Doctor of Philosophy

Major

History

Major Professor

Vejas G. Liulevicius

Committee Members

Denise Phillips, Monica Black, Adrian Del Caro

Abstract

As the First World War ended, the German-Danish borderland of Schleswig-Holstein was in turmoil as activists across the cultural and political spectrum presented competing incompatible visions of Schleswig-Holstein’s future. These activists reflected the global moment of the post-war era, where countless communities in Europe’s borderlands had to grapple with the language of the liberal democrat U.S. President Woodrow Wilson. This dissertation examines Schleswig-Holstein from when the German Empire annexed the region in 1864 until the 1920 Schleswig Plebiscite (plebiscite) that returned part of the area to Denmark. Scholars view the plebiscite as a natural conclusion to the Schleswig Question, as inhabitants voted on a border that mirrored the distribution of language spoken. However, many scholars neglected the role of national indifference (local inhabitants rejecting national association) and Wilsonianism, the ideas associated with Woodrow Wilson, including self-determination and popular sovereignty, in the plebiscite's outcome.

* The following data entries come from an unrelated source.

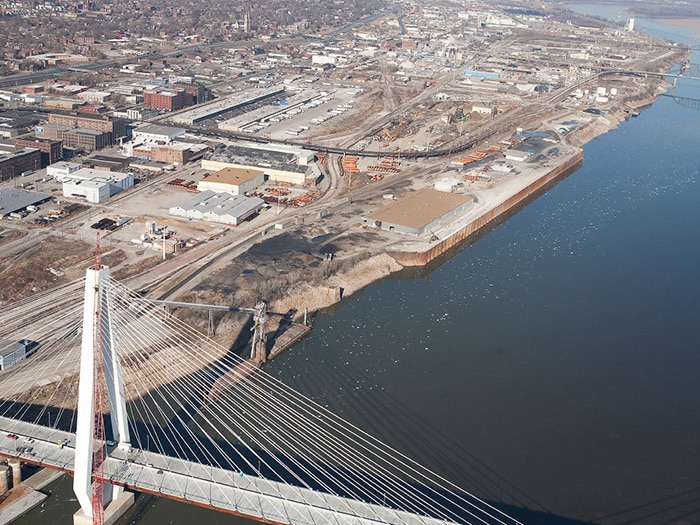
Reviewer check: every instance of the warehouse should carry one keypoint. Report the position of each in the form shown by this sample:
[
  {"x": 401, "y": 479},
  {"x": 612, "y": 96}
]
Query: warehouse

Analysis of this region from a transnational and transatlantic perspective remedies this neglect. It uses newspapers, civic association and government records, and diaries and correspondence from German, Danish, and American archives to provide a complete picture of Schleswig-Holstein under the German Empire. Research into the diffusion of Wilsonian rhetoric into the Schleswigian community and the crucial role of the diaspora communities in the U.S. provides an improved picture of the Danish-German conflict. The revolutionary introduction of Wilsonian ideas in 1920 jolted many Schleswigers out of their preferred spectrum of national belonging as they tried to blend pre-war identities with the post-plebiscite Danish or German national tribe. In examining the long-nineteenth century through the lens of this German-Danish borderland, this work advances our comprehension of the complexities, especially concerning the sense of regional belonging involved in constructing German and Danish identity and the relationship between conflict and community formation.